I’m not sure. Not sure what he meant. Not sure that I want more gut-wrenching truths to come out of his mouth.
Unfortunately, there’s no running from it. Year after year, he had no one. Kaleb was alone. He isn’t anymore. Never will be.
“Worth what?”
“Worth. It.” He dips his mouth to my cheek, kissing me first. His tongue swipes along the tears that stream down my cheeks. Fresh tears that fall without my permission.
Kaleb kisses them, then wipes them off the other cheek with his rough palm.
Claims them as his.
“I’m sorry.” For so many things. For every single one of them.
“I said…” He sucks on my cheek. I sigh, and he lets out a low chuckle that reaches all the way down to my toes. “Worth it.”
“You don’t have to?—”
“I’ll keep repeating it for the rest of my life.” His hand slides up from my waist, wrapping around the side of my neck. “You were worth it. The probing. The isolation. The guards,the attendants. Being away from you. Avenging you was worth it.”
Goosebumps break out along my skin. I dig my fingers into his hoodie, and he groans, pulling me closer, angling my face to the side, pressing his lips to my other cheek.
He moans into my skin, and I arch my back for him. I can’t help it. I’m not in charge of my own body.
I just need him.
“Your birthdays were the only times the fuckers made me take any drugs,” he whispers, his lips rugged and soft at the same time. I’m dizzy. I’m sad. I’m his. “Wasn’t the worst thing. Being forced to sleep for hours one day of the year. Worth it, Shi.”
Pushing his chest, I put some space between us. I gawk at him.
Relief overwhelms me. I can’t breathe.
He didn’t take their drugs. He fooled everyone.
He manipulated them.
He won.
A sob rips from my chest. It’s a visceral pain that I tried to suppress. I worked hard to put away the images Dad had planted in my head. Images of a drugged Kaleb. A suffering Kaleb.
It.
Hurts.
So bad.
Someone is carving me up from the inside.
Every sad, scary and depressing image of a suffering Kaleb shoots up to my consciousness. They never happened, but Dad made me imagine them.
It was the stuff my nightmares were made of. I’d wake up screaming. Wake up sweating and crying and?—
None of that ever happened,I repeat. None of it. But it doesn’t help when the images and repressed fear bang at my consciousness.

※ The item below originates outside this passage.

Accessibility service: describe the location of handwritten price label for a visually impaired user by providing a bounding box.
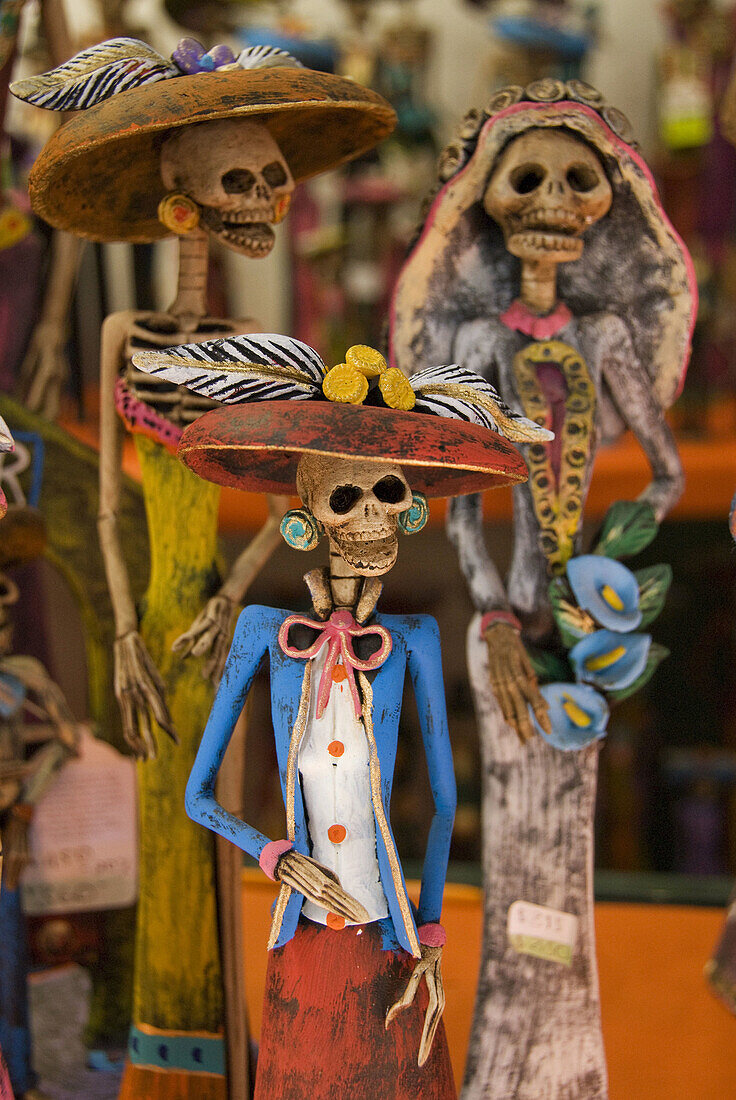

My wounded cry is feral, tortured. So pained that Kaleb turns off the stove, grabs my hips, and sets me on the counter.
“Tell me.” He pushes himself between my thighs. My face is wrapped in his huge hands. This isn’t a comforting touch. He’s protecting me. Erecting a wall between me and the world. “Let me carry the pain for you. Let. Me.”
“My pain?” Keeping my voice down is a true challenge.